The Keystone Pipeline to take crude oil from Canada to refineries on the U.S. gulf coast should be supported.
If we don’t build the pipeline:
• We’ll remain as dependent as ever on oil from unreliable sources.
• We’ll continue to have to pay to ensure dangerous trade routes stay open (e.g. Strait of Hormuz).
• We’ll continue to be limited in our ability to deal with the likes of Iran.
• The oil will be shipped overseas and burned anyway, so the carbon emissions will NOT be avoided (the Canadian prime minister has said they’ll build a pipeline to Vancouver BC and export the oil to China).
• The oil will still get refined, but U.S. companies will have been denied the opportunity to add value and do business.
If we do build the pipeline:
• The problems above will be avoided.
• We don’t necessarily have to use the output from the pipeline in the U.S. If we were (by some miracle) to develop an energy policy so effective that we didn’t need the refined products, they could be sold.

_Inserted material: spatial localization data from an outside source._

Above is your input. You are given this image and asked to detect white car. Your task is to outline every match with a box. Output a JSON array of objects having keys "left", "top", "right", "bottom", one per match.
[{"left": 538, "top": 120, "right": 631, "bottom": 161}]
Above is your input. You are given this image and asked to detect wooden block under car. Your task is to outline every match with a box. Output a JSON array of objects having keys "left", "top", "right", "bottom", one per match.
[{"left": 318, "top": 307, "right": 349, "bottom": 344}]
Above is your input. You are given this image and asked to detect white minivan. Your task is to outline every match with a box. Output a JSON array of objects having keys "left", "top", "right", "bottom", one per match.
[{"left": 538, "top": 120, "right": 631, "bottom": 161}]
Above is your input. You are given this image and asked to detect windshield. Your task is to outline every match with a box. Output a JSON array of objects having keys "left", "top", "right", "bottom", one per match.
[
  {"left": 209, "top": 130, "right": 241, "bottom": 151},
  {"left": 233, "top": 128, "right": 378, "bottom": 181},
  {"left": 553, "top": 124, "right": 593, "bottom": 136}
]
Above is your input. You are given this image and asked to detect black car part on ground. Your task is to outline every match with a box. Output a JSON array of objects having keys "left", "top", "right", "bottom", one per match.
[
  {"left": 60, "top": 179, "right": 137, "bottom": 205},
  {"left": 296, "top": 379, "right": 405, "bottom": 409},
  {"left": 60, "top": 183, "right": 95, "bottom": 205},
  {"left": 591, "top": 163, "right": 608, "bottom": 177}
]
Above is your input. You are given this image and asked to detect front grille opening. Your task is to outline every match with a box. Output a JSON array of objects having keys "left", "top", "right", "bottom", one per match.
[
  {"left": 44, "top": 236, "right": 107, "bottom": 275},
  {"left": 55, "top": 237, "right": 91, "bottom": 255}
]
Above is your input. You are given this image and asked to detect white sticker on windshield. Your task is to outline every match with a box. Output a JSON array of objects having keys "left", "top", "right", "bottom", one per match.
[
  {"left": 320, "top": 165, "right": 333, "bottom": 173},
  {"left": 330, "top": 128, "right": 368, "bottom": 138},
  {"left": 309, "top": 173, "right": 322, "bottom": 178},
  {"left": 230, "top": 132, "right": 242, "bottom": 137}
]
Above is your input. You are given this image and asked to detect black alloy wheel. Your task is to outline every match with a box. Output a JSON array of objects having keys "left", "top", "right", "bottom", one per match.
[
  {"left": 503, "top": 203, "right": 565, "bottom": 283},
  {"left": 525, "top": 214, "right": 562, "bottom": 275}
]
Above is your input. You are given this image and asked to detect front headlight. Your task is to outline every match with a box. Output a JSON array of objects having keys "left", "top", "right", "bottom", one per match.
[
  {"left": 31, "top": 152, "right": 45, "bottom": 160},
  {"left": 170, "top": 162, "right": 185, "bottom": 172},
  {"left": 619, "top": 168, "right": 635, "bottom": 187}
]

• Many jobs will be created. Far more than the lower-end estimates some have made. There is no way a 1,700 mile long pipeline can be built without a tremendous amount of human effort. True they would be “temporary,” but still spread over the years. Furthermore, the same could be said for cars and houses: construction of each is a one-time task, but add them all up and you end up with an economy.